PARSER EXPECTED: <one of the following:
  a variable declaration, beginning with type,
      (int, real, vector, row_vector, matrix, unit_vector,
       simplex, ordered, positive_ordered,
       corr_matrix, cov_matrix,
       cholesky_corr, cholesky_cov
  or '}' to close variable declarations>"

And if I just do

parameters {
  //stuff
  real<lower=0> reciprocal_phi;
}

transformed parameters {
  //stuff  
  real<lower=0> phi;

  phi = 1. / reciprocal_phi;
  //stuff
}

it runs but still runs into the same initialization errors (even with trying different init_r:

Initialization between (-1, 1) failed after 100 attempts.
 Try specifying initial values, reducing ranges of constrained values, or reparameterizing the model.

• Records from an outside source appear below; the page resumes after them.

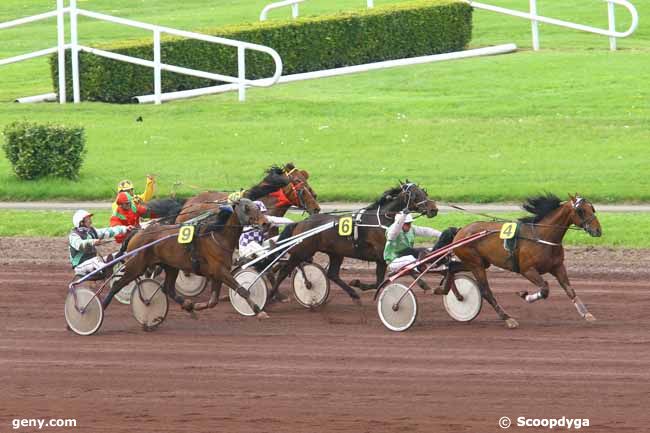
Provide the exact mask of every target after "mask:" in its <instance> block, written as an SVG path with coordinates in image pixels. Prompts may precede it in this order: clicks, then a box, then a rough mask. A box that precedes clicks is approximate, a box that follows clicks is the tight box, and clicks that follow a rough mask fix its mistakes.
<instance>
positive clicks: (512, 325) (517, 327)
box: [506, 317, 519, 329]
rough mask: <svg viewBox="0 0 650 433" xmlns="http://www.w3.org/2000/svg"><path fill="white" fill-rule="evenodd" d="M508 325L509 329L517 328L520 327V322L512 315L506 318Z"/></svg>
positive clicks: (507, 324)
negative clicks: (515, 319) (516, 319)
mask: <svg viewBox="0 0 650 433" xmlns="http://www.w3.org/2000/svg"><path fill="white" fill-rule="evenodd" d="M506 327H507V328H508V329H515V328H518V327H519V323H518V322H517V321H516V320H515V319H513V318H512V317H511V318H509V319H506Z"/></svg>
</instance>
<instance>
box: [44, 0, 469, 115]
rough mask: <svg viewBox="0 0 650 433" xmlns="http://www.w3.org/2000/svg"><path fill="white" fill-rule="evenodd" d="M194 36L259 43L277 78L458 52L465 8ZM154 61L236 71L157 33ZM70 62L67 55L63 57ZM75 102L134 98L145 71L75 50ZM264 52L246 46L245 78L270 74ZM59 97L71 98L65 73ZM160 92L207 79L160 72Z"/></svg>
mask: <svg viewBox="0 0 650 433" xmlns="http://www.w3.org/2000/svg"><path fill="white" fill-rule="evenodd" d="M201 32H202V33H206V34H209V35H215V36H221V37H225V38H229V39H236V40H242V41H246V42H252V43H256V44H261V45H266V46H269V47H271V48H273V49H275V50H276V51H277V52H278V53H279V54H280V56H281V57H282V60H283V63H284V69H283V75H288V74H295V73H300V72H310V71H318V70H322V69H330V68H337V67H342V66H351V65H360V64H364V63H371V62H378V61H383V60H394V59H401V58H407V57H417V56H423V55H430V54H439V53H446V52H452V51H459V50H462V49H464V48H465V47H466V46H467V44H468V43H469V41H470V39H471V33H472V8H471V6H469V5H468V4H467V3H465V2H461V1H457V0H419V1H414V2H409V3H400V4H396V5H389V6H383V7H377V8H374V9H367V10H363V11H356V12H347V13H339V14H336V15H329V16H319V17H311V18H300V19H299V20H293V21H271V22H269V21H266V22H259V23H254V24H246V25H239V26H229V27H224V28H221V29H208V30H201ZM102 48H103V49H105V50H107V51H113V52H116V53H120V54H126V55H130V56H133V57H140V58H144V59H148V60H152V59H153V42H152V40H151V38H149V39H146V40H134V41H126V42H122V43H119V44H112V45H107V46H103V47H102ZM161 51H162V61H163V62H165V63H168V64H173V65H178V66H185V67H190V68H193V69H198V70H203V71H213V72H216V73H221V74H224V75H230V76H237V50H236V48H233V47H227V46H224V45H218V44H211V43H207V42H201V41H196V40H188V39H179V38H165V39H164V40H163V44H162V48H161ZM66 57H67V58H66V61H67V64H70V58H69V53H68V55H67V56H66ZM50 66H51V71H52V79H53V82H54V87H55V89H57V90H58V87H57V86H58V80H57V72H58V71H57V70H58V62H57V56H56V55H53V56H52V57H51V58H50ZM80 71H81V78H80V80H81V97H82V99H83V100H91V101H104V102H118V103H125V102H131V98H133V97H134V96H137V95H144V94H151V93H153V69H151V68H146V67H143V66H138V65H133V64H130V63H124V62H118V61H115V60H111V59H106V58H103V57H99V56H95V55H92V54H87V53H81V55H80ZM273 72H274V66H273V61H272V59H271V58H270V56H268V55H266V54H263V53H257V52H252V51H249V50H247V55H246V77H247V78H249V79H256V78H265V77H270V76H272V75H273ZM67 78H68V84H67V88H68V91H67V95H72V90H71V88H72V85H71V77H70V74H67ZM162 84H163V92H172V91H178V90H187V89H194V88H199V87H207V86H213V85H215V83H214V82H213V81H211V80H205V79H198V78H193V77H189V76H183V75H179V74H174V73H169V72H163V78H162Z"/></svg>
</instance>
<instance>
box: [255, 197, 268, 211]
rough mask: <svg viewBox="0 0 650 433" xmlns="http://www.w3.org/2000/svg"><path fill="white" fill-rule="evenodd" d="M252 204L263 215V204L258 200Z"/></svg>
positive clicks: (263, 206) (262, 203) (263, 210)
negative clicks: (262, 213) (258, 210)
mask: <svg viewBox="0 0 650 433" xmlns="http://www.w3.org/2000/svg"><path fill="white" fill-rule="evenodd" d="M253 203H255V206H257V208H258V209H259V210H260V212H262V213H264V212H266V206H264V203H262V202H261V201H259V200H255V201H254V202H253Z"/></svg>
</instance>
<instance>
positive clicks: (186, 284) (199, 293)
mask: <svg viewBox="0 0 650 433" xmlns="http://www.w3.org/2000/svg"><path fill="white" fill-rule="evenodd" d="M207 285H208V279H207V278H205V277H202V276H201V275H196V274H186V273H185V272H183V271H181V272H179V273H178V277H177V278H176V292H178V293H179V294H181V295H183V296H185V297H187V298H191V297H194V296H199V295H200V294H201V293H203V290H205V286H207Z"/></svg>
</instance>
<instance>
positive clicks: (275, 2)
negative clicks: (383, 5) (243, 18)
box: [260, 0, 375, 21]
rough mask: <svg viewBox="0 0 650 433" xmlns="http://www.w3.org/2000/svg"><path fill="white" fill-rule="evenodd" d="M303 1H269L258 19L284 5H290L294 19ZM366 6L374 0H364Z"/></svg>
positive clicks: (293, 17) (264, 6)
mask: <svg viewBox="0 0 650 433" xmlns="http://www.w3.org/2000/svg"><path fill="white" fill-rule="evenodd" d="M304 1H305V0H284V1H280V2H275V3H269V4H268V5H266V6H264V9H262V12H261V13H260V21H266V19H267V18H268V14H269V11H272V10H273V9H279V8H283V7H285V6H291V17H292V18H293V19H296V18H298V15H299V10H298V4H300V3H302V2H304ZM366 7H367V8H368V9H372V8H373V7H375V0H366Z"/></svg>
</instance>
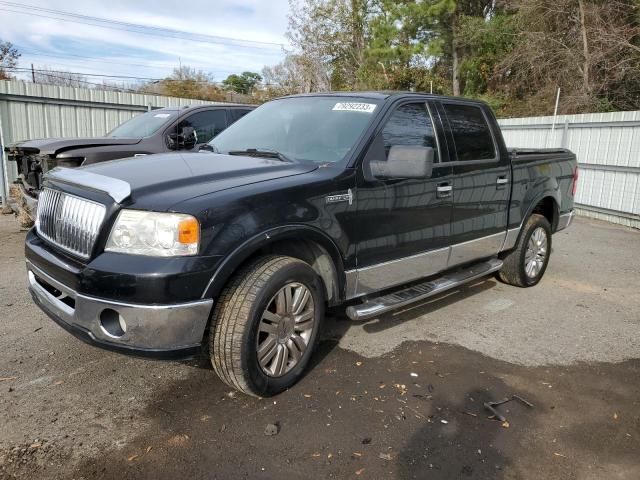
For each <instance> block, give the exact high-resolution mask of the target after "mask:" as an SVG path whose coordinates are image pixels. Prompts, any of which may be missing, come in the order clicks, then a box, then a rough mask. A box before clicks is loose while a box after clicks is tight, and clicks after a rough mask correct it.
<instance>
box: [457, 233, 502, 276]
mask: <svg viewBox="0 0 640 480" xmlns="http://www.w3.org/2000/svg"><path fill="white" fill-rule="evenodd" d="M505 235H506V233H505V232H500V233H496V234H494V235H488V236H486V237H482V238H476V239H474V240H470V241H468V242H463V243H458V244H456V245H452V246H451V250H450V252H449V260H448V261H447V268H452V267H455V266H456V265H462V264H463V263H469V262H473V261H474V260H477V259H479V258H487V257H490V256H492V255H497V254H498V253H499V252H500V248H502V245H503V244H504V238H505Z"/></svg>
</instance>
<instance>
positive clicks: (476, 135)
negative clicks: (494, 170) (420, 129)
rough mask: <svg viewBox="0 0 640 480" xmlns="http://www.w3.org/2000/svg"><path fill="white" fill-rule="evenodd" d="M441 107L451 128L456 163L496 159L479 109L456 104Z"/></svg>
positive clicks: (487, 126) (489, 133) (488, 124)
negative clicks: (443, 109)
mask: <svg viewBox="0 0 640 480" xmlns="http://www.w3.org/2000/svg"><path fill="white" fill-rule="evenodd" d="M443 107H444V111H445V113H446V114H447V119H448V120H449V126H450V127H451V133H452V135H453V141H454V143H455V149H456V155H457V157H458V161H460V162H470V161H473V160H493V159H494V158H496V150H495V146H494V145H493V138H492V136H491V130H490V129H489V124H488V123H487V119H486V118H485V116H484V114H483V113H482V110H481V109H480V107H476V106H474V105H461V104H457V103H445V104H443Z"/></svg>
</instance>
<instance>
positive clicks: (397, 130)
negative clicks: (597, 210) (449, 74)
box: [26, 92, 578, 396]
mask: <svg viewBox="0 0 640 480" xmlns="http://www.w3.org/2000/svg"><path fill="white" fill-rule="evenodd" d="M577 176H578V171H577V164H576V158H575V155H574V154H573V153H571V152H570V151H568V150H563V149H555V150H508V149H507V148H506V146H505V142H504V140H503V138H502V135H501V132H500V128H499V126H498V124H497V122H496V120H495V117H494V115H493V113H492V112H491V110H490V109H489V108H488V107H487V105H485V104H484V103H481V102H476V101H470V100H464V99H460V98H447V97H439V96H432V95H423V94H417V93H376V92H374V93H350V94H346V93H345V94H311V95H300V96H293V97H285V98H281V99H277V100H274V101H271V102H269V103H266V104H264V105H263V106H261V107H259V108H257V109H256V110H254V111H252V112H251V113H249V114H248V115H246V116H244V117H242V118H241V119H240V120H238V121H237V122H235V123H234V124H233V125H231V126H230V127H229V128H227V129H226V130H224V131H223V132H222V133H220V134H219V135H217V136H216V137H214V138H213V139H212V140H211V141H210V142H209V143H208V144H205V145H204V146H203V147H202V148H201V151H200V152H199V153H181V152H175V153H166V154H158V155H152V156H143V157H139V158H135V159H127V160H113V161H109V162H104V163H98V164H95V165H89V166H85V167H81V168H75V169H70V168H64V167H57V168H54V169H52V170H50V171H48V172H47V173H46V175H45V176H44V179H43V189H42V192H41V193H40V196H39V202H38V209H37V216H36V223H35V226H34V228H33V229H32V230H31V231H30V232H29V234H28V236H27V239H26V261H27V269H28V277H29V279H28V280H29V288H30V291H31V294H32V296H33V298H34V300H35V302H36V303H37V304H38V305H39V306H40V307H41V308H42V310H44V311H45V312H46V313H47V314H48V315H49V316H50V317H51V318H52V319H53V320H54V321H56V322H57V323H58V324H59V325H60V326H62V327H63V328H65V329H67V330H68V331H69V332H71V333H73V334H74V335H76V336H77V337H79V338H81V339H83V340H85V341H87V342H89V343H92V344H94V345H97V346H101V347H105V348H109V349H113V350H118V351H121V352H124V353H132V354H138V355H160V356H167V355H189V354H193V353H194V351H201V352H202V351H203V352H205V353H206V355H208V356H210V358H211V362H212V364H213V369H214V370H215V372H216V373H217V374H218V375H219V377H220V378H221V379H222V380H223V381H224V382H226V383H227V384H228V385H230V386H232V387H235V388H236V389H238V390H241V391H243V392H246V393H248V394H252V395H257V396H268V395H273V394H276V393H278V392H281V391H282V390H284V389H286V388H288V387H290V386H291V385H293V384H294V383H295V382H296V380H297V379H299V378H300V376H301V375H302V373H303V371H304V369H305V367H306V366H307V364H308V363H309V359H310V357H311V355H312V352H313V349H314V346H315V345H316V343H317V341H318V333H319V331H320V329H321V327H322V323H323V320H324V316H325V308H327V307H336V306H339V305H343V306H344V307H345V309H346V315H347V316H348V317H349V318H350V319H351V320H353V321H364V320H366V319H370V318H374V317H379V316H383V315H384V314H385V313H386V312H389V311H391V310H393V309H396V308H398V307H402V306H405V305H407V304H409V303H411V302H416V301H419V300H423V299H425V298H427V297H430V296H433V295H436V294H438V293H440V292H443V291H446V290H448V289H451V288H454V287H457V286H460V285H462V284H464V283H467V282H470V281H473V280H476V279H479V278H481V277H484V276H488V275H492V274H493V275H496V276H497V277H498V278H499V279H500V280H502V281H503V282H506V283H508V284H511V285H514V286H517V287H531V286H533V285H536V284H537V283H538V282H539V281H540V279H541V278H542V276H543V275H544V273H545V270H546V269H547V266H548V263H549V258H550V255H551V244H552V234H553V233H555V232H557V231H559V230H562V229H563V228H565V227H567V226H568V225H569V224H570V222H571V219H572V215H573V198H574V194H575V189H576V181H577ZM532 294H533V295H535V292H534V293H532Z"/></svg>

I recommend just forgetting about reciprocal_phi. Just define phi in the parameters block. Also give phi an informative prior that makes sense in the context of your problem, and all should work, I’d think.

Thanks for all the suggestions! We figured it out, it was because the depths of some of our samples was -Inf, ie, some of our samples did not have any counts in any of the selected 5 genomics regions and we calculate the depth as log(sum))

We selected other genomic regions s.t. there was at least one count of any of the genomic region in every sample and ran the script again and it sampled successfully.